What is normally done for NLP, is to sum up attributions over the embedding dimensions. In your case, you would do np.sum(attributions, -1) and end up with an array of size (6, 150). Now you have a score for each word, that you can visualize as you prefer.
Hi Marco, thanks for helping out!
I have applied the sum-up to the output attributes matrix. The problem the number of nonzeros for each sample does not align with the number of words contained in it. Does it make sense?

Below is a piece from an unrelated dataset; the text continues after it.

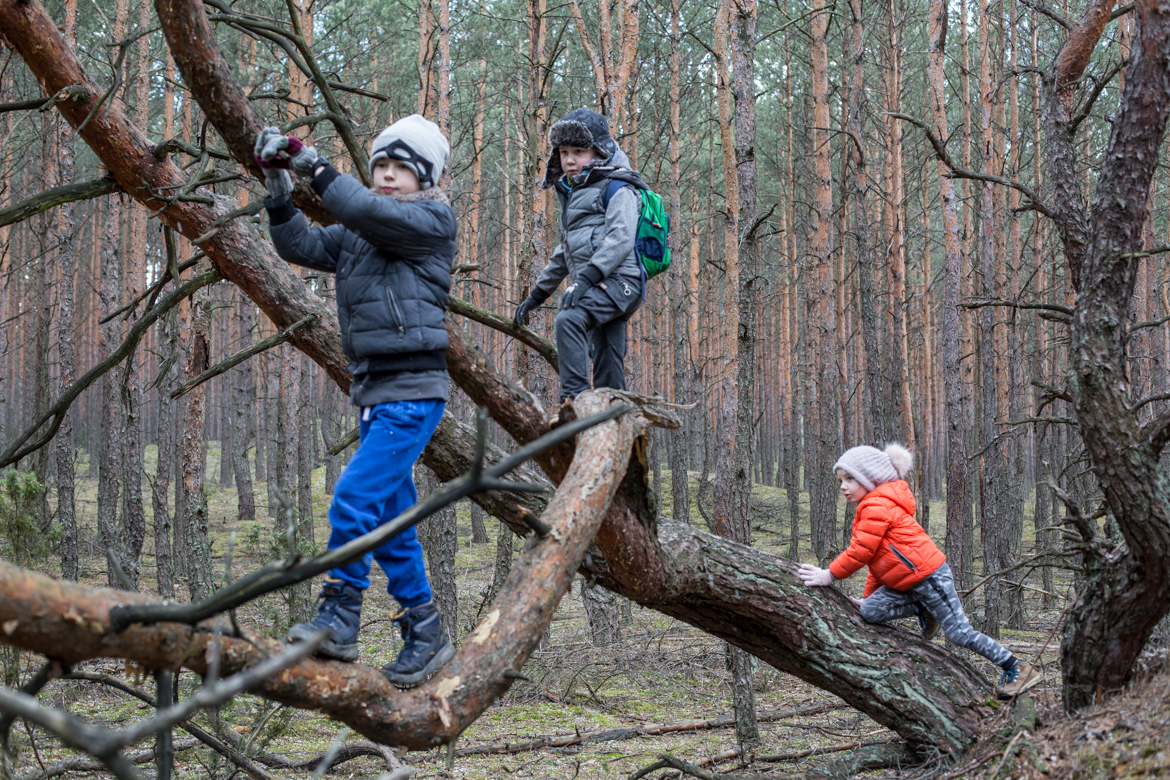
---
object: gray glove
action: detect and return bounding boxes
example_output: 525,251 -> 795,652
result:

For example, one pre-embedding word list is cleaned into a 27-word list, with paddings to the right. But its attributes weight with 98 nonzero values does not correspond to the word list. I was expecting 27 nonzero values in its summed up attributes weight with paddings to the right. Is there anything wrong with my understanding/implementation?
Many thanks!
Sample output for the attributes weight (150, 1):
[0.0047955 -0.0515381 -0.0528361 -0.195269 -0.0927481 -0.0920452 -0.0133876 0.00504693 -0.0455068 0.0607065 0.0758778 -0.0437094 0.105729 0.160636 -0.0028076 -0.117737 0.00311046 0.194461 0.135671 0.110874 0.0623835 0.117782 0.0749264 0.0127667 0.1243 0.0727738 -0.0178832 -0.000369398 0.000776381 0 0.000122282 0.00010872 -7.24178e-06 0 0 0.000255847 0.000227472 -1.51518e-05 0 0 0.000161644 0.000143716 -9.57289e-06 0 0 0.000129164 0.000114838 -7.64935e-06 0 0 9.28584e-05 8.25596e-05 -5.49928e-06 0 0 3.7087e-05 3.29738e-05 -2.19637e-06 0 0 0.000121541 0.000108061 -7.19789e-06 0 0 -4.44104e-05 -3.94849e-05 2.63008e-06 0 0 -1.30395e-05 -1.15933e-05 7.72226e-07 0 0 2.89512e-05 2.57402e-05 -1.71455e-06 0 0 -4.49442e-05 -3.99595e-05 2.66169e-06 0 0 -1.60106e-05 -1.42349e-05 9.4818e-07 0 0 -1.14543e-06 -1.01839e-06 6.78348e-08 0 0 -8.79873e-07 -7.82288e-07 5.21079e-08 0 0 -2.24294e-05 -1.99418e-05 1.32831e-06 0 0 -4.43908e-05 -3.94675e-05 2.62892e-06 0 0 -3.49119e-05 -3.10399e-05 2.06756e-06 0 0 6.78908e-06 6.03612e-06 -4.02063e-07 0 0 6.4125e-06 5.7013e-06 -3.79762e-07 0 0 6.68977e-06 5.94782e-06 -3.96183e-07 0 0 5.62173e-06 4.99824e-06 -3.32931e-07 0 0 5.20878e-06 4.63108e-06 -3.08475e-07 0 0 6.9628e-06 6.19057e-06 -4.12352e-07 0 0 0 0 0 0 0]
What is normally done for NLP, is to sum up attributions over the embedding dimensions.
@marcoancona Could you please provide relevant papers? Thx!